Deliverables in Software Development

Project deliverables are essential to everyone on a project, not just the project manager. They are a way to measure the project's success or failure. Deliverables can be as large as a milestone or as small as an email, but all deliverables should be treated with the same quality standards. So, what is a deliverable, and why is it essential to ensure it meets the standards of success?

Deliverables are project outputs. As a project manager, you may have multiple types of internal and external deliverables. You may have milestones, a group of deliverables required for the success of a specific portion of a project’s completion. You may also encounter reporting deliverables, which track the success, failures, and progress towards the project delivery.

Let’s refine the scope of deliverables now. In my experience, anything that goes to someone outside the team, whether your organization or a client, can be considered a deliverable.

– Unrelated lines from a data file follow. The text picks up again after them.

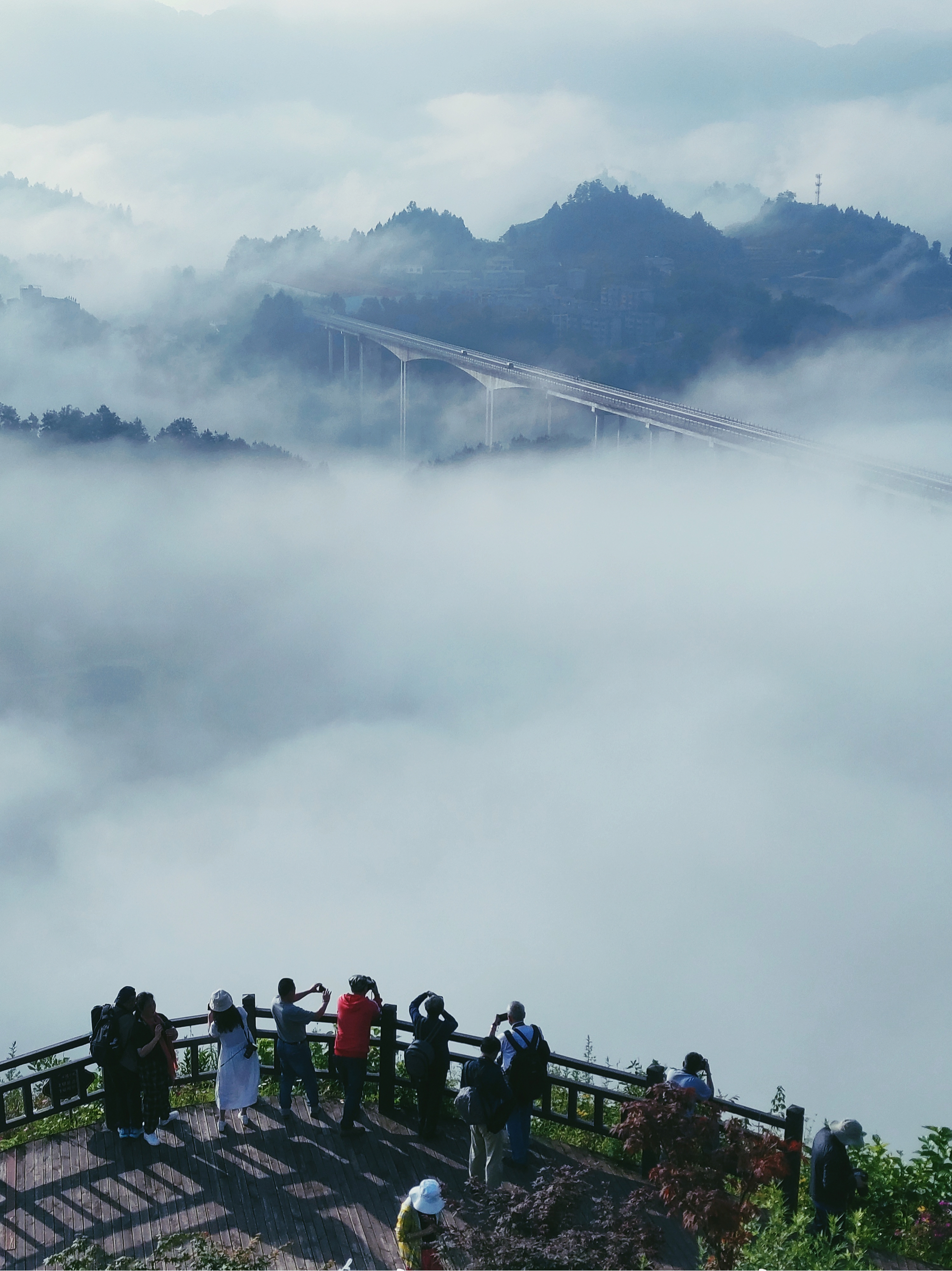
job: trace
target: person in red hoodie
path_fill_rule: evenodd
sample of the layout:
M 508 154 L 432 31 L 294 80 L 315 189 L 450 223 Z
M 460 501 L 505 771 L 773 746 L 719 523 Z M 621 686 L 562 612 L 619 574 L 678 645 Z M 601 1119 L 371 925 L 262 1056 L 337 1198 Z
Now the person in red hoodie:
M 373 994 L 373 1000 L 367 996 Z M 383 999 L 377 991 L 377 981 L 368 975 L 350 976 L 350 993 L 338 998 L 338 1036 L 334 1042 L 334 1061 L 340 1084 L 344 1087 L 344 1111 L 340 1132 L 344 1138 L 363 1134 L 364 1127 L 354 1124 L 360 1108 L 363 1083 L 367 1077 L 367 1056 L 371 1052 L 371 1028 L 380 1022 Z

This is important because anything you deliver should be treated with the same level of expertise and quality. I have worked at several places that did not treat their deliverables the same.

Example:

At one organization, we received client requests for database queries. The query request was often delivered directly to the client, but the client was dissatisfied with the results. Sometimes, it was due to the client not requesting the correct information. Other times, the database administrator did not understand the request and delivered improper results. The client complained that they wasted time and money fixing these query requests.

Once we discovered this was a problem, the project manager and I agreed to make a few changes to the client request process. First, we ensured the client adhered to a request process. They told us the needed information, and we helped define the query needs alongside the database administrator. Second, all query results were subjected to quality testing. We were not as worried about the data results, but rather that the content was what was requested.

These changes added a little overhead to the process but improved the success rate of the requests. Fewer came back to the team for refinement, and the clients were more careful with their requests.

The relevance is that we began treating these requests as deliverables and enforced our quality standards. The team had already implemented these standards in their regular feature work. It wasn’t difficult to implement it on query requests as well. When user stories came in from the client, we would refine the acceptance criteria before development began, and we always tested the final product properly.

Note that anything that is being delivered can fall under these rules. You don’t need to do quality testing on an email, but having someone else look at it before it is sent doesn't hurt. If you treat all deliverables as crucial to your project’s success, you will find that you gain better client satisfaction, which leads to a happier and more productive team.